In a country where the rich compete in outspending each other, how come there is so little “organized” philanthropy and philanthropists of the likes and scale of Bill Gates and Warren Buffet?  How come we don’t compete in outdoing each other in espousing and spending on causes which would benefit thousands if not millions? Literacy-wise… health-wise… environment-wise..?.  Have we lost our sense of fellowship with those less fortunate than ourselves? 

The slightest (most often misplaced and misguided) perception of injustice towards our deities, for example, agitates us to the point of violence (we will even kill to defend and avenge our gods ).Yet  we hardly blink  at the injustice and discrimination suffered by  human beings –  who are divinity’s  creations? Glaring inequalities - social, educational, legal …. malnutrition, child labour, starvation deaths, female infanticide  – none of these move us even an inch towards action. Ever wonder what our deities think about our dogmatic sense of right and wrong?

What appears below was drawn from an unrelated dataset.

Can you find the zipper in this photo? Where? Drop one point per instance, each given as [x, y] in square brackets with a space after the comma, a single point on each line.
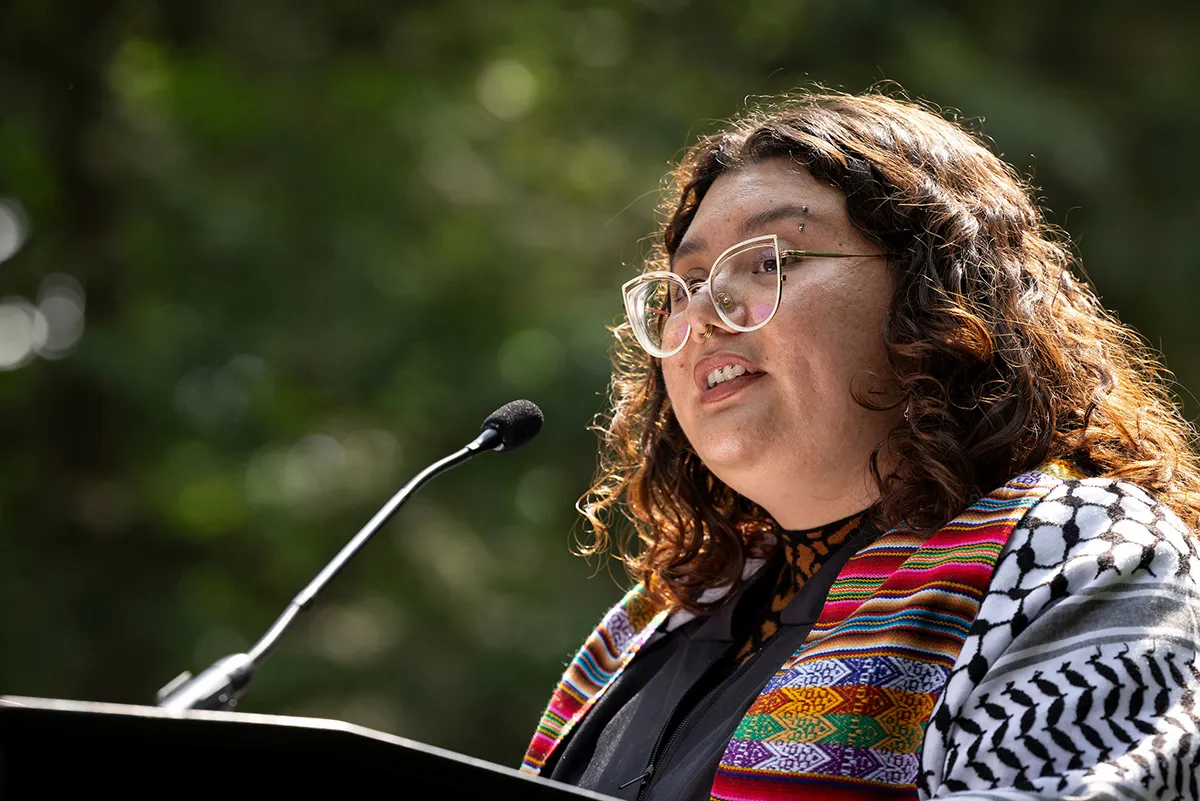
[660, 750]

India’s streets should be paved with gold, going by the reported abundant black money in circulation and rampant spending. Yet so many of India’s people live below the poverty line in dismal conditions, without basic drinking water, sanitation and hygiene facilities – forget about shelter. Do we ever experience a twinge of guilt when confronted with  abject poverty that stares us  in the face?  Do we, so caught up in aspirational consumerism, ever reflect that the bills we run up on stuff that we don’t need at all,  could perhaps support a BPL family for a month …or more? 

Have the educated, the moneyed, the elite and the middle class, like the frog on a slow boil, become immune and insensitive to ground realities? Do we realise that our survival, in the grand scheme of things, is ultimately intertwined with each other and indeed every living being and natural resource?  Are we, known for our shrewd practicality, intelligence and innovation, moving uncomprehendingly towards lemming-like mass destruction because we refuse to see and think beyond ourselves,  beyond today?

The answers are not blowing in the wind. They lie with each of us. As do the choices.